BRUSSELS (Reuters) - The European Union must better monitor anonymous money transfers to crack down on the financing of terrorism and this idea will be part of proposals to be presented to the bloc’s leaders next month, France’s finance minister said on Tuesday.
EU leaders will meet in Brussels on Feb. 12-13 to discuss the bloc’s strategy, just over a month after Islamist gunmen killed 17 people in three attacks in Paris, including on satirical weekly Charlie Hebdo and on a Jewish store.
Also this month, Belgian police killed two men during one of several raids targeting an Islamist group suspected of plotting attacks in Belgium.
“The terrorist attacks that hit Paris and the ones that were thwarted in Brussels show this is how those terrorist groups finance themselves, with small-scale mechanisms, small money transfers concealed by anonymity,” France’s Michel Sapin said after talks with fellow EU finance ministers.

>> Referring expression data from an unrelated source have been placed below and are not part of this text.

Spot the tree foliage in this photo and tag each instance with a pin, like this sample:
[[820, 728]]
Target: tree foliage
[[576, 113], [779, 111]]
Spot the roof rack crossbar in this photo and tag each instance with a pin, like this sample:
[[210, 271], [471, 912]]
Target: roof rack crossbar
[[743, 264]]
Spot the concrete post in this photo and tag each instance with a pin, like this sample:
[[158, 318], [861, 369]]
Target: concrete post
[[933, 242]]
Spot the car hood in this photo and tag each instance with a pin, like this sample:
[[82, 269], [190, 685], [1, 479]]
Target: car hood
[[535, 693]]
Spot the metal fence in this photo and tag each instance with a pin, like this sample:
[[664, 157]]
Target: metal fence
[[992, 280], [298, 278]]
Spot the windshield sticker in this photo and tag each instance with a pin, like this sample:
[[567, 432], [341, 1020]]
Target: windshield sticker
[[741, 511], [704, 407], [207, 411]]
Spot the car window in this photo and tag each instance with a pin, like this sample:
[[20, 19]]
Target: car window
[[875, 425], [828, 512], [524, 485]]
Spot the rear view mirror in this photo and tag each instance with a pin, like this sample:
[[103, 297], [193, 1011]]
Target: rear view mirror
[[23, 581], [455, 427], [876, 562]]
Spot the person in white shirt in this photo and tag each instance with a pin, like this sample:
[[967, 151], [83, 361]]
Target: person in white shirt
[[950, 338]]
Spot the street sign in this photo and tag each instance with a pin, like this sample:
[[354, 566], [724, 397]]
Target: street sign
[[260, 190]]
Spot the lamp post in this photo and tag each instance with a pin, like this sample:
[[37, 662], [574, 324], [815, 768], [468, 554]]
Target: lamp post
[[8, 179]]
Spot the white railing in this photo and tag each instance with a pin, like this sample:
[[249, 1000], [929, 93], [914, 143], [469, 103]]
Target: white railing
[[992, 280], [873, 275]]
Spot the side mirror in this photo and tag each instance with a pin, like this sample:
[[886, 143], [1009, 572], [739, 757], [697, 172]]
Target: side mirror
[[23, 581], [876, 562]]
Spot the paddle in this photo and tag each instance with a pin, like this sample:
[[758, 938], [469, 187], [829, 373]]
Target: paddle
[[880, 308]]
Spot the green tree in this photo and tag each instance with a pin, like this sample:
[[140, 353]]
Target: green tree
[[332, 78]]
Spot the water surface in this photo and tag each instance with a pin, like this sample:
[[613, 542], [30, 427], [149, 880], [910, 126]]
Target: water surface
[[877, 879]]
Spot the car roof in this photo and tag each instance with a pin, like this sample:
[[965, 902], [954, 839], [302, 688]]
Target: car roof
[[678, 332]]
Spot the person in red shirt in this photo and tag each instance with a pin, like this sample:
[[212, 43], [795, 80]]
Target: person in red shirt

The EU’s foreign ministers last week discussed setting up a new network of European security agents abroad as they sought a united response.
They will also work on improving the exchange of information between national anti-money laundering agencies and also the monitoring of money transfers between EU countries and “danger zones”, Sapin said.
As far as money transfers are concerned, Sapin said European countries “must change regulations ... to better monitor small transfers that are covered by anonymity.”
This concerns not only payment transfer companies but also other ways of making anonymous payments, Sapin said. Officials also mentioned virtual payment systems.